Présenter ce qui semble être deux camps égaux, poursuit-il, peut entraîner l’un de trois résultats problématiques : douter qu’il existe un consensus, créer de la confusion à propos de ce qui est vrai, et suivre une tendance voulant que l’on préfère l’option la plus rassurante, soit « quelqu’un affirme que la crise n’est pas si grave, et donc je ne m’inquièterai pas ».
L’étude vient confirmer des craintes mises de l’avant depuis des années par des journalistes et des responsables de salles de nouvelles. M. Rapp dit par ailleurs avoir aussi étudié la mémoire, et ses travaux dans ce domaine expliquent pourquoi nous pourrions être vulnérables face à la désinformation dans les médias, même si celle-ci est présentée comme une opinion, plutôt que comme des faits.
« Les gens croient que toutes les choses dont ils peuvent facilement se rappeler sont sans doute vraies. S’il s’agit de fausses informations répétées par les médias, qui ont ainsi offert une plateforme, la personne visée va tout de même donner une valeur à ces informations si elles ressurgissent par la suite, parce qu’ils les auront déjà entendues. »

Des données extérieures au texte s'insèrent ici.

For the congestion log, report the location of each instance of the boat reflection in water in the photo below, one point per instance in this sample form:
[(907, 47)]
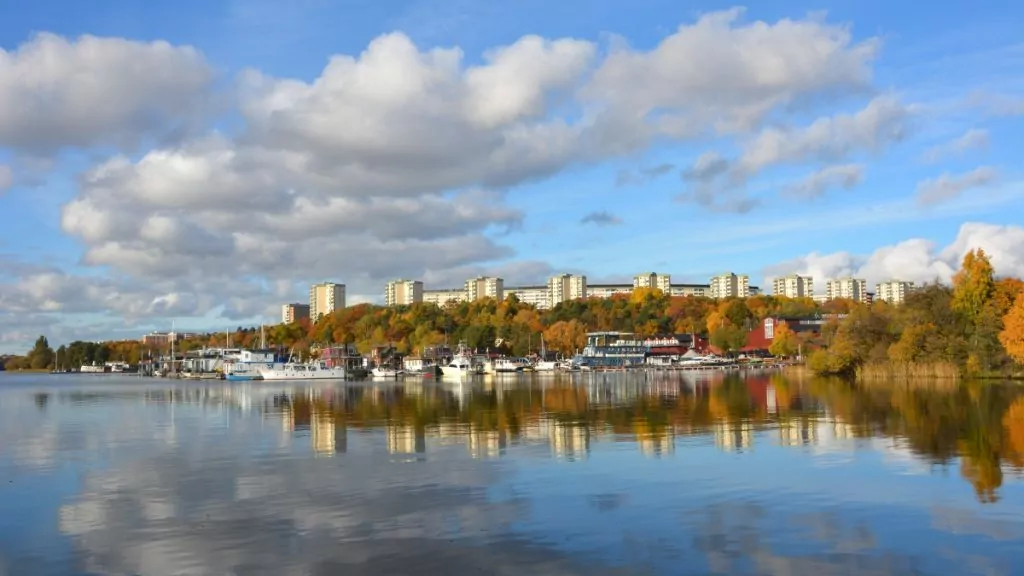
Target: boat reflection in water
[(738, 472)]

Pour briser ce cycle, M. Rapp et sa coautrice, Megan Imundo, il existerait une stratégie prometteuse que les responsables, dans les salles de nouvelles, pourraient utiliser pour aider le public, même lorsque les « deux côtés » sont présentés : mettre l’accent sur le consensus plus large des experts en matière de changements climatiques permet de réduire le poids accordé, par les participants à l’étude, aux climatosceptiques.
« Si vous pouvez rappeler aux gens qu’il existe un consensus, ils s’en servent et s’appuient sur celui-ci », affirme M. Rapp.